I play a computer game called Song Pop. It’s a game that supplies short clips from songs, and requires me to guess the song from the clip. I’m given a choice of four songs or artists and I try to guess the one that’s correct. Since I memorized every song I heard for nearly three decades, this is mostly fun for me.
My favorite thing about Song Pop is that each song I recognize represents something – and usually transports me instantly back to my youth.
For example, I hear three seconds of “Let It Whip” and I am instantly transported to parties after work at an amusement park, where I’d squeal uncontrollably and fly onto the dance floor. Or I hear two seconds of “You’re So Vain” and suddenly I am lounging on the scratchy white-and-gray couch in my parents’ house, playing my dad’s Carly Simon albums on the old console stereo. Or I hear five seconds of “With Arms Wide Open,” and I’m once again pregnant and simultaneously sobbing and singing as I drive home from work in my little blue Mazda.
I can run through the gamut of my entire life in 30 seconds. It’s wonderful! But recently I had an experience that sent me into some kind of emotional Song Pop tornado.
I heard about three seconds of a Bee Gees song – “Too Much Heaven.”
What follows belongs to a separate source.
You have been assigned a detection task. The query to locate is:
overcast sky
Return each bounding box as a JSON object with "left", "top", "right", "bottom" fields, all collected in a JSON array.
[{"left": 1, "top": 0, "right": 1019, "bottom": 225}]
My Song Pop choices, however, suggested that it might be “Donny Osmond.” At the height of his popularity, Donny Osmond – with his prepubescent voice – sounded a lot like the Bee Gees.
My emotions suddenly and temporarily imploded.
Because when I was eight years old, Donny Osmond was my whole world – well, except for the rest of the Osmond family. I played Osmond albums over and over, singing along and staring at Donny’s puppy-dog eyes. I knew the whole world loved Donny. So, as only an eight-year-old can, I truly believed that someday I would grow up and marry Jimmy Osmond, because we both had freckles.
When I hear a clip of an Osmond song, I am instantly transported to sitting cross-legged on my bedroom floor listening to my plastic turntable for hours on end. These are some of the happiest flashbacks from my childhood, so I love getting Osmond clips on Song Pop. It’s one of those things that takes me back so fast, I forget how old I am now.
But the song I actually heard in this incident was by the Bee Gees. I saw the name “Donny Osmond,” sending me into a tailspin, but I knew that wasn’t right.
“Too Much Heaven” was the number one song in the country when I was 15. I was a devastated teenager. When “Too Much Heaven” played – and it played a lot – I retreated into a depression so deep, I could have cried. But I was too angry to cry, so I would sink into a funk that could last for the length of the song, or for a month. (I was overloaded with hormones, so I never knew what would happen.) I flashed back to days of sulking on the floor of my bedroom closet, doors closed and providing a darkness to match my mood.
And that was the complete opposite of my childhood Osmond experience. So when I heard “Too Much Heaven” and saw “Donny Osmond,” my brain whipped from childhood ecstasy to depression, and back, and down – and I was lost in a sudden sort of memory fog.
Then I clicked “Bee Gees.”
And thankfully, I returned to the present.